The story is briefly as follows:
Radak is the first to make the claim to have seen both zaykher ("five dots") zekher ("six dots") in various biblical manuscripts.
Maaseh Rav (134) of R. Issachar Baer of Vilna, the earliest anthology of the Vilna Gaon's minhagim, claims that the GRA pronounced the word זכר as zekher when he recited the verse on Shabbat Zakhor. However, R. Issachar Baer immediately cites the contradictory testimony of R. Hayyim Volozhiner -- the GRA's close disciple -- that the GRA in fact pronounced the word as zaykher, the same vocalization found in all standard chumashim; i.e., five dots, not six (R. Hayyim repeats this claim in a haskamah for Maaseh Rav dated 1817). The Mishnah Berurah recommends reading both pronunciations.
However, the oldest and most reliable versions of the Masoretic text of the Bible all read zaykher -- with five dots.
The custom of repeating זֵכֶר עֲמָלֵק only became widespread in the late twentieth century. It seems to me that out of respect for the Masoretic text -- in the entire yearly Torah reading, this is the only instance of a repeated variant pronunciation -- and to avoid what is most likely a מנהג טעות, there is far more reason not to repeat the verse than there is to repeat it.
Closely related to this discussion is ArtScroll's usage of zekher in the Ashrei prayer, in every edition of their Siddur (the Chabad Siddur also uses this pronunciation). This too is based on a purported custom of the GRA, as recorded in Maaseh Rav (28), and here too R. Hayyim Volozhiner refutes the testimony of R. Issachar Baer.
There is no textual basis for this vocalization, either in the Masoretic Bible or in any variant manuscript, all of which have זֵכֶר in Psalms 145:7. Like the zaykher/zekher repetition of Parashat Zakhor, the ArtScroll Siddur imposes an obscure practice on mainstream traditional Judaism, without due reverence for its centuries-old liturgical tradition.

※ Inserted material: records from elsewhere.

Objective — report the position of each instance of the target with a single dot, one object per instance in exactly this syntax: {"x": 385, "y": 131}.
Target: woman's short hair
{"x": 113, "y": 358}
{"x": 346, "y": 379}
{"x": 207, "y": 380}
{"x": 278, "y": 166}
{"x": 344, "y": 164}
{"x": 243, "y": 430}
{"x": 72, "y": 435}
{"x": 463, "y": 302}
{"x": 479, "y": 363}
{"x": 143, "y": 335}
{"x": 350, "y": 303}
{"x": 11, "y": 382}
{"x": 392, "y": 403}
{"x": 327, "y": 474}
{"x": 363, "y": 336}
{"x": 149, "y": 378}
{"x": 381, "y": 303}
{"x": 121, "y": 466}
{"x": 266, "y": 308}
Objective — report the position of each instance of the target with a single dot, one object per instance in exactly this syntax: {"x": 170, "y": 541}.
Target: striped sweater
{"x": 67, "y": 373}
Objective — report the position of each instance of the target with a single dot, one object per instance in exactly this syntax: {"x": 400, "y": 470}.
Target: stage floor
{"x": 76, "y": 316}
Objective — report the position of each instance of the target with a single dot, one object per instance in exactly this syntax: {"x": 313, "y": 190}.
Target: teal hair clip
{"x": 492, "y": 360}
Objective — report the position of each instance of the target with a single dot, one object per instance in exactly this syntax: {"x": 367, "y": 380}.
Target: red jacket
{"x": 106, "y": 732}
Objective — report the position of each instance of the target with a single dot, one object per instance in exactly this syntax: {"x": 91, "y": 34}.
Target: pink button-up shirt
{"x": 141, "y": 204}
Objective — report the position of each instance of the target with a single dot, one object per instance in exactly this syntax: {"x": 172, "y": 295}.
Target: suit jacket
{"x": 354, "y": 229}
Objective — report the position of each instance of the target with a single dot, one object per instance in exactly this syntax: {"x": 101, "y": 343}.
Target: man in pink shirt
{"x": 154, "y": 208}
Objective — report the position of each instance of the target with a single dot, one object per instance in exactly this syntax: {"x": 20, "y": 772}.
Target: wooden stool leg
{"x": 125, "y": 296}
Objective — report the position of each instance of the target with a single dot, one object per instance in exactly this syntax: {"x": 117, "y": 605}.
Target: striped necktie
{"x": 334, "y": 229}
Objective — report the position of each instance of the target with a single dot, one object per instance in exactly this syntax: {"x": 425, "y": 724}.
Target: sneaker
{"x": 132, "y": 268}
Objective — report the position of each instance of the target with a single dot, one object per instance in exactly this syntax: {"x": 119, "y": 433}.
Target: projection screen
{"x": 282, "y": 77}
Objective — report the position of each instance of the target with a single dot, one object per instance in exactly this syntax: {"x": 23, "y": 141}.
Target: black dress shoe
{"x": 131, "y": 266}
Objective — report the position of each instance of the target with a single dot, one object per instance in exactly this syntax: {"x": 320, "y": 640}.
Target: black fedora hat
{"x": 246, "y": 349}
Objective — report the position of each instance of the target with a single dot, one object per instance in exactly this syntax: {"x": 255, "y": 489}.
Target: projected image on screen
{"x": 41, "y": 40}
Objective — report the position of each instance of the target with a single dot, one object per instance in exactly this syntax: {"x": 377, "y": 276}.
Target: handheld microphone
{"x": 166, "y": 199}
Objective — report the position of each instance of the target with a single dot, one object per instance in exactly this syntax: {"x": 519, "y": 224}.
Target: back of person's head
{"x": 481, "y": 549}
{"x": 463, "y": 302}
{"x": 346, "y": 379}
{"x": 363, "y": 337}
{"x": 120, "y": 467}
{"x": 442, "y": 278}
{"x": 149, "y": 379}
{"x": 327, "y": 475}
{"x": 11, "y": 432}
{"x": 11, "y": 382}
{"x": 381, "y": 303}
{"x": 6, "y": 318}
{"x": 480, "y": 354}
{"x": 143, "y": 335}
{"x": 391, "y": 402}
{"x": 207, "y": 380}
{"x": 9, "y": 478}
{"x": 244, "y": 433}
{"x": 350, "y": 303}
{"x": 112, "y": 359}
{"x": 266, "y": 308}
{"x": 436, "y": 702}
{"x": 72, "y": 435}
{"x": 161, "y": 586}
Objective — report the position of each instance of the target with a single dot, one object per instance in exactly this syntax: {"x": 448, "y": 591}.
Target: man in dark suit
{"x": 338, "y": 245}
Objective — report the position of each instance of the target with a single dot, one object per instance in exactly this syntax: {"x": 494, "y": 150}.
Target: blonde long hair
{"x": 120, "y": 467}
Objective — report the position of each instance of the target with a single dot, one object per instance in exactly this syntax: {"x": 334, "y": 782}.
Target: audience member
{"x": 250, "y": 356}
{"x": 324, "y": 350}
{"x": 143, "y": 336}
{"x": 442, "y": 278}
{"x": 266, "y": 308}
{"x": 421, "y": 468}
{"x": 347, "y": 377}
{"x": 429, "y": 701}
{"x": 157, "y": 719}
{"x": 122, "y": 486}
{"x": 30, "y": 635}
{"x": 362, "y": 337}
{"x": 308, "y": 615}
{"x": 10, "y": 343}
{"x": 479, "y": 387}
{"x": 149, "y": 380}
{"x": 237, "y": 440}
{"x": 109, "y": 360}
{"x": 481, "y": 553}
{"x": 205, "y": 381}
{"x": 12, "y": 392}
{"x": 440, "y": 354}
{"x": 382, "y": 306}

Postscripts - אחר כך מצאתי:
See also R. Menachem M. Poliakoff, Minhagei Lita - Customs of Lithuanian Jewry (Baltimore: 2009), p. 53:
Despite the suggestion of the Mishnah Berurah to repeat the word zeicher to accommodate the opinion that the reading is zecher, in the Telshe Yeshivah and most other places in Lithuania they did not repeat it. In fact, according to former talmidim, they did not observe this custom even in Radin, where the Chafetz Chaim (author of the Mishnah Berurah -dsz) had his Yeshivah.
My humble opinion is even if this repetition is permitted, it is certainly bad practice because it publicly introduces an element of doubt into the accuracy of the mesorah.
See, however, Hershel Schachter, Nefesh Ha-Rav (Jerusalem: 1994), p. 111 and Yom Kippur Machzor with Commentary Adapted from the Teachings of Rabbi Joseph B. Soloveitchik (New York: 2006), p. xxxv. Rabbi Soloveitchik is said to have repeated the verse beginning זֵכֶר in Ashrei with the alternate vocalization (note that the positions attributed to Maaseh Rav and R. Hayyim Volozhiner in the Yom Kippur Machzor are incorrectly reversed). With rare exception, Rabbi Soloveitchik did not recommend his personal liturgical or halakhic practices to his students. See Schachter, Nefesh Ha-Rav, pp. 3-4.